February 18 2008 post: That onions are good for us is nothing new. If you have high glucose, a cold, a cough, high cholesterol, heart disease, asthma, high blood pressure or are at risk of developing certain types of cancer (colon, ovarian, prostate and so forth), etc., incorporate onions into your diet. Onions are good for us, period.
But the real reason I am writing this post is as follows: a recent Ralph Moss report, titled (hehe) “Read it and weep” (see: http://tinyurl.com/ytc2mp), contains some interesting titbits about onions. In recent years, he tells us, sweet onion varieties have been becoming more popular in U.S. supermarkets, mainly because they are less expensive than the red, yellow and white varieties, but also because they don’t make you weep all over the place when you cut them.
But are these blander varieties as healthful as their more pungent cousins? Not by a long shot. A group of Cornell scientists, Moss writes, compared the “phenolic and flavonoid content of 10 varieties of onion.” Shallots made the top of the list, followed by yellow and red onions (varieties grown in the U.S., but I presume or hope the same would be true of European varieties…?). And so on. You can see the list on Moss’ website, and you can also read the Cornell University news release here: http://tinyurl.com/yptld2.
The Cornell researchers tested all the onion varieties with cancer cells (for details, see the above-mentioned news release). Upshot: shallots and yellow and red onions had the strongest anti-cancer effects.

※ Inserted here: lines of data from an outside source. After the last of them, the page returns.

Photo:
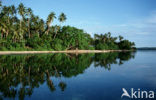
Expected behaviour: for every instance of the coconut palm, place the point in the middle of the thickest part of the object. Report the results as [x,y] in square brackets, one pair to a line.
[120,38]
[62,18]
[50,19]
[21,11]
[29,13]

If you have a hard time peeling onions, the World’s Healthiest Foods website suggests chilling them for about an hour before using. That is a better method than peeling them under running water, which may wash away some of the healthful compounds, thus defeating the purpose.
Seriously, now, my final point is: forget about sweet or white onions, but buy or grow shallots or yellow or red onions. The bitterer, the better!